重赏之下必有勇夫,只要是药厂的人,我们都得防着。但我们防不胜防,没几次就给抓住了,还一抓就是好几个。
那次,其实是我自个带得头,不过我运气好,翻越过铁门就一溜烟闪进了隔壁的一个废置车间,没被看到。
跟在我后面爬的是机修老杨,他是时机不当,爬上顶的时候又被铁枪头挂住了裤脚,一时心急,下也下不来,便挡住了挂在门上的另外几个机修,被保卫科的人抓个正着。
保卫科的科长老头又来找我兴师问罪。我好说歹说,他才同意看在我没带头犯规的份上,过去的可以既往不咎,不罚了,若有下次,就得当偷盗贼从重处置。我们从西门翻越的路也没了,只得乖乖地从东走到北。
酒后的这天清晨,我们三人一路为昨晚的辉煌事迹嬉闹着经过行政楼走到生产区的大门时,便习惯性自觉地站在半米高的推拉门边,等待保卫科来检。但很意外,保卫科的值班员出来就把铁栅栏给推开了,朝我们挥挥手,就头也不抬的回了保卫科。

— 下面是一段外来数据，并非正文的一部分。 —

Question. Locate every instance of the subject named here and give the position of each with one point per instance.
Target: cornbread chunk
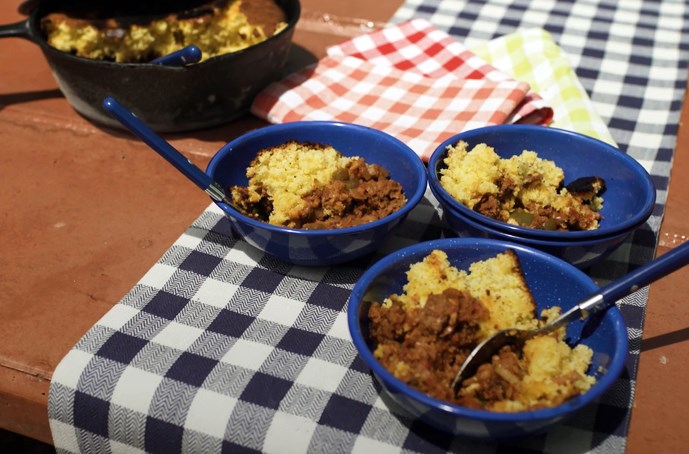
(522, 190)
(220, 27)
(423, 336)
(314, 186)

“这是什么状况?”静静退后一步挽住木子李,惶惶然不敢进去。
我拍拍还有点晕乎的脑袋,不明就里地跟进保卫室,问:“今个儿这是怎么了?”
已经和我们磨了一个多月的保卫科,从每个人的个人角度来说,都磨合得还算不错。
值班的老头笑嘻嘻地说:“从今天开始,凡是你们车间的人,都可以免检,进出自如了,但不能骑车哦。”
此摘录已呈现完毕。